My dataframe looks like this:
City | Mean | SD |
---|---|---|
Newcastle | 60 | 0.81 |
Liverpool | 62 | 0.91 |
Cardiff | 65 | 0.87 |
Glasgow | 59 | 0.86 |
I want to add column 'n' which contains new random values using the Mean and SD column values.
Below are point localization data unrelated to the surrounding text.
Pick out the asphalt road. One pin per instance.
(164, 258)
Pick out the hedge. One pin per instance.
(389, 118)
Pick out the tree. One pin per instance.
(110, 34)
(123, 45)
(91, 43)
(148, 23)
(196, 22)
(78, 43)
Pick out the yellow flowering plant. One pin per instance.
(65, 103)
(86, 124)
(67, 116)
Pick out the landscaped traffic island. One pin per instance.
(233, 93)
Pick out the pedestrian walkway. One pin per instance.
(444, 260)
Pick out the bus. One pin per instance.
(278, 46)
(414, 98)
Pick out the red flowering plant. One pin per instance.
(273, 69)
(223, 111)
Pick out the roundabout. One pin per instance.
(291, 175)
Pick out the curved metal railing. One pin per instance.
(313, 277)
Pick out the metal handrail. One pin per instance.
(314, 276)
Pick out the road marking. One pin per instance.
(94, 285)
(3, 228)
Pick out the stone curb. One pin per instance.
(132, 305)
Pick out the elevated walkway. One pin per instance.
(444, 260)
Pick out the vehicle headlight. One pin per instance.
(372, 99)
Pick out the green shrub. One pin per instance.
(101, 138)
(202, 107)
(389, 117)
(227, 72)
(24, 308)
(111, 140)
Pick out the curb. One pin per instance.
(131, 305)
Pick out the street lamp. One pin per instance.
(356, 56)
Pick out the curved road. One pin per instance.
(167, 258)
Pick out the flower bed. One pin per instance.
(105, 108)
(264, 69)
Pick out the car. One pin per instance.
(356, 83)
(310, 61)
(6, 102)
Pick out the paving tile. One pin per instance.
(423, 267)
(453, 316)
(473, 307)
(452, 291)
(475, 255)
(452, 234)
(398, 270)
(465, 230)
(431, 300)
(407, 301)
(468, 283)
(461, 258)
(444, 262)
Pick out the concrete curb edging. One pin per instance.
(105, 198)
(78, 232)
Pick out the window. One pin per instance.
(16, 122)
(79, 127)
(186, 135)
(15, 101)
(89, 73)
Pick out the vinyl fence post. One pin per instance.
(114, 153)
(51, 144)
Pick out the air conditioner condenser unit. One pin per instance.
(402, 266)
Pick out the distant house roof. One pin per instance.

I've done this before using:
df['n'] = np.random.normal(df['Mean'], df['SD'])
I then want to add a second column which generates a quintile rank based on the value in 'n'. I've done this using:
df['q'] = pd.qcut(df['n'], 5, labels = False)
City | Mean | SD | n | q | n+1 | q+1 |
---|---|---|---|---|---|---|
Newcastle | 60 | 0.81 | 57 | 5 | 55 | 5 |
Liverpool | 62 | 0.91 | 61 | 1 | 57 | 4 |
Cardiff | 65 | 0.87 | 60 | 1 | 61 | 1 |
Glasgow | 59 | 0.86 | 55 | 3 | 58 | 3 |
I would like to loop these two steps to add 2000 columns, 1000 'n' columns (named 'n+1') and a 1000 'q' columns (named 'q+1').
This was resolved using:
mean = df['Mean']
std_dev = df['SD']
dist = np.random.normal(mean, std_dev)
for i in range(1000):
col_name = 'col_' + str(i)
df[col_name] = np.random.normal(dist)'
col_name_q = 'col_q_' + str(i)
df[col_name_q] = pd.qcut(df[col_name], 5, labels = False)